Healthcare professionals in England must consistently adapt and evolve to effectively meet the diverse needs of our communities. Mental health must be a top priority for all, regardless of their field of practice or workplace.

  • There is a need for urgent evaluation of nursing and the broader community of emergency and crisis workers to determine the health and care professional’s capability and proficiency to support people with severe mental illness and complex emotional needs beyond the confines of traditional mental health services.
  • Mental health services must design care pathways that work for the people in their care, which ensures a range of entry points and levels. Rather than continuing to create services designed to exclude rather than include the most vulnerable in society.
  • The government must invest in hospital, custody, and court liaison and diversion models to provide mental health support instead of relying on the police. These services should be mandatory in every locality and staffed with professionals equipped to handle the complex needs of this vulnerable group. The focus must be on providing patient-centred care and ensuring patient safety.

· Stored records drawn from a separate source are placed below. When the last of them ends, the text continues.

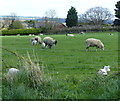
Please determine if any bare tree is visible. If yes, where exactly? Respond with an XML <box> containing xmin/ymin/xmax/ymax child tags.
<box><xmin>0</xmin><ymin>13</ymin><xmax>18</xmax><ymax>29</ymax></box>
<box><xmin>45</xmin><ymin>9</ymin><xmax>56</xmax><ymax>21</ymax></box>
<box><xmin>79</xmin><ymin>7</ymin><xmax>113</xmax><ymax>25</ymax></box>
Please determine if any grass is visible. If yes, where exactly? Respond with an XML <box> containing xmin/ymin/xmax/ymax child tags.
<box><xmin>2</xmin><ymin>32</ymin><xmax>119</xmax><ymax>99</ymax></box>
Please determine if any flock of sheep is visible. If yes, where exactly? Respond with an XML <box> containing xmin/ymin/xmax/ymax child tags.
<box><xmin>31</xmin><ymin>33</ymin><xmax>104</xmax><ymax>51</ymax></box>
<box><xmin>31</xmin><ymin>36</ymin><xmax>57</xmax><ymax>48</ymax></box>
<box><xmin>4</xmin><ymin>33</ymin><xmax>112</xmax><ymax>82</ymax></box>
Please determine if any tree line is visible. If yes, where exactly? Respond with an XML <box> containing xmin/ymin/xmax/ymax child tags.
<box><xmin>1</xmin><ymin>1</ymin><xmax>120</xmax><ymax>29</ymax></box>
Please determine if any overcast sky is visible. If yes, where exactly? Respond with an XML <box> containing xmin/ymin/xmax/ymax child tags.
<box><xmin>0</xmin><ymin>0</ymin><xmax>119</xmax><ymax>18</ymax></box>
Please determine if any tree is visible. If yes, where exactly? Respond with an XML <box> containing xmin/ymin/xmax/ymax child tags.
<box><xmin>45</xmin><ymin>9</ymin><xmax>57</xmax><ymax>21</ymax></box>
<box><xmin>65</xmin><ymin>7</ymin><xmax>78</xmax><ymax>27</ymax></box>
<box><xmin>9</xmin><ymin>20</ymin><xmax>23</xmax><ymax>29</ymax></box>
<box><xmin>24</xmin><ymin>20</ymin><xmax>36</xmax><ymax>27</ymax></box>
<box><xmin>80</xmin><ymin>7</ymin><xmax>113</xmax><ymax>25</ymax></box>
<box><xmin>114</xmin><ymin>1</ymin><xmax>120</xmax><ymax>26</ymax></box>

Cost savings should not take precedence over the well-being of service users.
  • Mental health services must design care pathways that recognise and effectively mitigate the impact of the range of protected characteristics, as defined by the Equality Act 2010, on patient outcomes and experiences.
  • To address the staffing shortages that affect the entire health service, including the safe care of individuals with severe mental health conditions, the government in England needs to commit to a law that outlines local and national accountability for workforce planning, funding, and investment. This should be done in conjunction with the workforce plan.
  • Where vital emergency care (either by police or health and care agencies) is not provided to people in a mental health crisis that may warrant a Mental Health Act assessment, the RCN encourages members and the multidisciplinary team (including police and other emergency services) to formally record such incidents via their organisational incident reporting structures to uphold transparent multiagency governance and accountability.